Monday, August 25, 2025

COMIC BOOK GUY (SEASON 33)

 

Welcome to Comic Book Guy! This season was a swirl of genres, heroes, and mayhem. We got a Watchmen reboot from someone who apparently doesn't like superheroes. Meanwhile, Lucifer belted out bangers from Bowie to Phil Collins, The Hammer of Thor 2 went full mythic elegy, Supergirl: Power gave us the ultimate Kryptonian catfight, and Bashenga took us back to Wakanda’s roots in a tale that felt more historical epic than superhero adventure. Buckle up, true believers. Let’s dive in.




WATCHMEN
Welcome to the alternate universe where Watchmen is adapted by a guy who apparently skimmed the Wikipedia page. Aaron Eckhart and Matthew Fox are the only compelling casting choices in the film, but those are the only clear casting wins in an ensemble featuring Justin Timberlake - yes, Justin Timberlake - as Ozymandias, the smartest man on the planet. The script also inexplicably deletes nearly every major supporting character from the comic, and replaces them with Nathaniel Parker - a bland waste of space. The film leans hard on philosophical mumbling, pressing Ctrl+Alt+Delete on anything from the comic that has any kind of tension, excitement, action, intrigue, or relevance. Sure, the squid’s back—but when it lands in a story this inert, it’s more soggy calamari than shocking climax. A slow, self-important mess that fundamentally misunderstands what made Watchmen matter.




LUCIFER
Finally, a comic book musical where the Prince of Hell gets drunk, books Billy Idol, and does karaoke with the heir to Heaven. Lucifer is the gloriously unholy mashup of The Sandman’s mythology, Moulin Rouge’s musical madness, and the kind of dark humor that makes you feel guilty for laughing—then laugh harder. Jonny Lee Miller is perfectly cast, channeling suave sleaze, cosmic exhaustion, and just enough Bowie glam to make you believe the Devil really does know every verse to “Golden Years.” The deep-cut DC roster is blessedly intact (Mazikeen! Elaine Belloc! Duma!) and even Sting and Billy freaking Idol show up for divine (and profane) musical chaos. R-rated, blood-soaked, and Bible-thumpingly brilliant, this is Lucifer as if Garth Ennis rewrote The Book of Revelation during a hangover in South Beach. And honestly? I’d go to church if this guy ran the choir.

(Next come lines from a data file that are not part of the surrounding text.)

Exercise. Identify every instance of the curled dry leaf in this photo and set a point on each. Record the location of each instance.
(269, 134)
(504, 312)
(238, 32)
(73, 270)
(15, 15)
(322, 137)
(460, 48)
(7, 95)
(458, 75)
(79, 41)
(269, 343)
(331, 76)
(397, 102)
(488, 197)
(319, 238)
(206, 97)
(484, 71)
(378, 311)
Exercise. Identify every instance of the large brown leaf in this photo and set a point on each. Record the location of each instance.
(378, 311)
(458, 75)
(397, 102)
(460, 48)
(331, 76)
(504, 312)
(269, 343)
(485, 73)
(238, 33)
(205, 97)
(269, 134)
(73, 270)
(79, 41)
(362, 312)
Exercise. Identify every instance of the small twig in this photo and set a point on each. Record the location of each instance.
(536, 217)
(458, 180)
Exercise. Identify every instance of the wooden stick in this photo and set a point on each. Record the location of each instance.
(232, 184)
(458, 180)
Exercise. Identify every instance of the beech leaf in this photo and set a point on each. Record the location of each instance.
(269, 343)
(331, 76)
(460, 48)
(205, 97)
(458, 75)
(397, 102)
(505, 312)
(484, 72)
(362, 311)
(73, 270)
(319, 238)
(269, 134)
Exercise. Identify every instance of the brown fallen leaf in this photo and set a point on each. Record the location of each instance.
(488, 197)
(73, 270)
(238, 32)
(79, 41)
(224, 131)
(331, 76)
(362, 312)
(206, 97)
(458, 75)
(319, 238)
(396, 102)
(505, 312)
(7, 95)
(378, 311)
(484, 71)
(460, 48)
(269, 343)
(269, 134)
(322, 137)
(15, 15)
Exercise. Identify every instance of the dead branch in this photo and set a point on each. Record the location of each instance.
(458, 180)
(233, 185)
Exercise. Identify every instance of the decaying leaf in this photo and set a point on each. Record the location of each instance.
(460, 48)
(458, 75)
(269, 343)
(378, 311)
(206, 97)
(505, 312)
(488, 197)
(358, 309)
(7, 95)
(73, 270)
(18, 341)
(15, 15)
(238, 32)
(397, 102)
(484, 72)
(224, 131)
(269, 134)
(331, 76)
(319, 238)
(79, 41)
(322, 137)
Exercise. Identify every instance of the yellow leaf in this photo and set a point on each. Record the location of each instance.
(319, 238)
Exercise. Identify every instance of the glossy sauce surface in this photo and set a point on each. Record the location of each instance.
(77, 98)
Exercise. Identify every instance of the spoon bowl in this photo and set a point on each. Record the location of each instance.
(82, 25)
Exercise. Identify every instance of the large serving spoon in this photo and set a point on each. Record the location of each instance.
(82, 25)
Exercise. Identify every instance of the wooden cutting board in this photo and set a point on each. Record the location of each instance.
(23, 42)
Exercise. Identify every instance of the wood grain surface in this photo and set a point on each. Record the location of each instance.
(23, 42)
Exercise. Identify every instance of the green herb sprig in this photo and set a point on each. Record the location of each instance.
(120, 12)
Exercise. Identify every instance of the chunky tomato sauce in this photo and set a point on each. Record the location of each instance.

THE HAMMER OF THOR: THE FROST WAR
With a title that rhymes like a heavy metal concept album, this chilly follow-up ditches comic book flair for mythic gravitas - and honestly, it's kinda refreshing. Channing Tatum still plays Thor like he's reading stone tablets off a teleprompter, but the brooding tone almost makes his stiffness feel intentional. Director Roar Uthaug leans hard into icy apocalypse vibes, with giant frost beasts, winged Valkyries, and a third-act glacier-top smackdown that feels like The Northman by way of Final Fantasy. It's all very serious, very snowy, and kind of awesome. No capes, no quips, just doom, gloom, and boom.




SUPERGIRL: POWER
Supergirl: Power turns continental destruction into couture carnage, delivering explosive action across Europe with a heel to the throat and a glittering Eiffel Tower backdrop. Chloe Grace Moretz gives Kara the pathos she deserves, but Amanda Seyfried’s Power Girl brings the chaos, sass, and cleavage-powered menace of a superhero without a planet. Ted Danson's Vincent Edge also manages to explain the Infinite Earths theory in a way even your grandma would understand.





BASHENGA: THE BLACK PANTHER
Who knew the origin of Wakanda’s first king would feel more like Lawrence of Arabia than a Marvel comic? Steve McQueen brings out the heavy artillery of prestige cinema here - sweeping landscapes, spiritual gravitas, and the kind of slow-motion war charge that makes you want to stand and salute your screen. Sure, it's a little less “superhero blockbuster” and a little more “National Geographic meets Shakespeare,” but when the final battle hits, it’s like Wakanda discovered IMAX. And hey, bonus points for giving us a Black Panther movie where not a single alien invasion or sky beam shows up.